Soruç: sorrisi indelebili e frontiere cancellate






Roma, la nostra capitale, e Suruç sono divise da cinque ore e mezza di aereo e tremila chilometri in linea d'aria. Senza scali, senza tappe intermedie, nel giro di un pomeriggio si può arrivare dall'Italia alla frontiera tra Turchia e Siria, laddove veramente esiste una resistenza all'Isis, a quest'evoluzione di Al Qaeda nata in Iraq e poi diffusasi in buona parte del Medio Oriente islamico. Credo sia importante sottolineare l'origine dell'Isis, il suo essere figlia di Al Qaeda, quell'Al Qaeda che tanto terrorizzava l'occidente quindici anni fa e che a New York nel 2001, il probabile suo coinvolgimento a Madrid nel 2004 ed a Londra nel 2005. E le origini di Al Qaeda ormai ben si conoscono: alla fine degli anni '80 la CIA assoldò ed armò migliaia di mujahidin per contrastare l'Unione Sovietica in particolari zone strategiche come l'Iraq, il Kuwuait e l'Afghanistan, in seguito all'invasione da parte dei sovietici di quest'ultimo Stato; al database che raccoglieva i dati di questi mujahidin venne dato il nome Al-Qaeda, che per l'appunto in lingua araba è il corrispondente di database stesso. Crollata l'Urss, respinta l'invasione, queste armi rimasero in mano agli arabi, talvolta organizzati in gruppi paramilitari, talvolta affiliati ad eserciti regolari. Fatto sta che il resto è storia: Prima guerra del Golfo dopo l'invasione del Kuwuait da parte di Saddam Hussein, guerra in Afghanistan dopo l'attentato alle Torri Gemelle, seconda guerra del Golfo nel 2003. Gli statunitensi si son trovati in questi conflitti a combattere con armi che il proprio governo aveva fornito non più di vent'anni prima a quelli che ora erano i loro nemici, ma non c'è da stupirsi, non è stata la prima volta e non sarà nemmeno l'ultima. Del resto, durante la seconda guerra mondiale, mentre i caccia americani cominciavano ad intraprendere battaglie aeree contro gli aerei nazisti, le compagnie petrolifere stringevano accordi con Berlino per fornire loro il petrolio necessario ad alimentare l'aviazione tedesca: due bandiere differenti sulle fusiolere, stesso carburante nei serbatoi. Niente di nuovo sul fronte a stelle e strisce.

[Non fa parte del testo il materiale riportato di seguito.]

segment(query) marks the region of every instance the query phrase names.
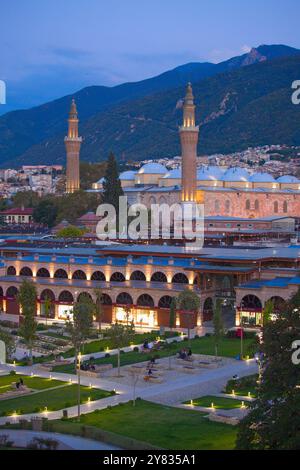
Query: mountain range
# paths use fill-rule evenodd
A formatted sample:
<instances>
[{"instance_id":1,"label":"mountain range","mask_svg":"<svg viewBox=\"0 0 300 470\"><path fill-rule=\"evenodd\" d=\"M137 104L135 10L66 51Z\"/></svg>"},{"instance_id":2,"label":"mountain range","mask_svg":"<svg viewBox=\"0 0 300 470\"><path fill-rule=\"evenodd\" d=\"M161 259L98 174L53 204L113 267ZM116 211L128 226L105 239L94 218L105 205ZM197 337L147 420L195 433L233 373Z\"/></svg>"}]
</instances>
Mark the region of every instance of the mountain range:
<instances>
[{"instance_id":1,"label":"mountain range","mask_svg":"<svg viewBox=\"0 0 300 470\"><path fill-rule=\"evenodd\" d=\"M291 102L300 50L259 46L219 64L189 63L115 87L92 86L0 117L0 166L65 163L63 137L74 97L83 136L81 158L141 160L177 155L184 86L193 83L199 154L248 146L300 144L300 106Z\"/></svg>"}]
</instances>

L'Isis, come Al Qaeda, in quanto creazioni degli Stati Uniti, nonostante i grandi proclami e le continue denunce nei confronti delle atrocità commesse dai terroristi prima e dallo Stato Islamico poi, non verrà ostacolato dall'Occidente, almeno fino a quando l'Occidente stesso non ne verrà toccato. E non tanto perché alle grandi potenze del mondo interessi l'incolumità dei loro cittadini, ma più che altro perché a quel punto comincerebbe a non sussistere più un unione di interessi tra quelli che diventerebbero, a quel punto, i due schieramenti. Ed allora chi può fermare l'avanzata di questo esercito? Torniamo così alla frontiera tra Turchia e Siria, in quel punto in cui termina definitivamente l'Europa e comincia l'Asia Minore. Al di là della frontiera, in Siria, i combattimenti sono duri, l'Isis è spietato, la resistenza è difficile. Ed a coprire il ruolo principale nella resistenza allo Stato Islamico sono i curdi, i quali rappresentano il 5% della popolazione siriana e che a fine giugno hanno riconquistato Kobane, città poco distante dalla frontiera turco-siriana. Ma i curdi sono osteggiati per più motivi: sono una minoranza religiosa, sono una minoranza della popolazione... e sono prevalentemente socialisti. Tanto che il capo del governo turco, Erdogan, sarebbe più propenso di avere oltre la frontiera il Califfato piuttosto che uno Stato autonomo curdo. Questione di priorità, questione di interessi. 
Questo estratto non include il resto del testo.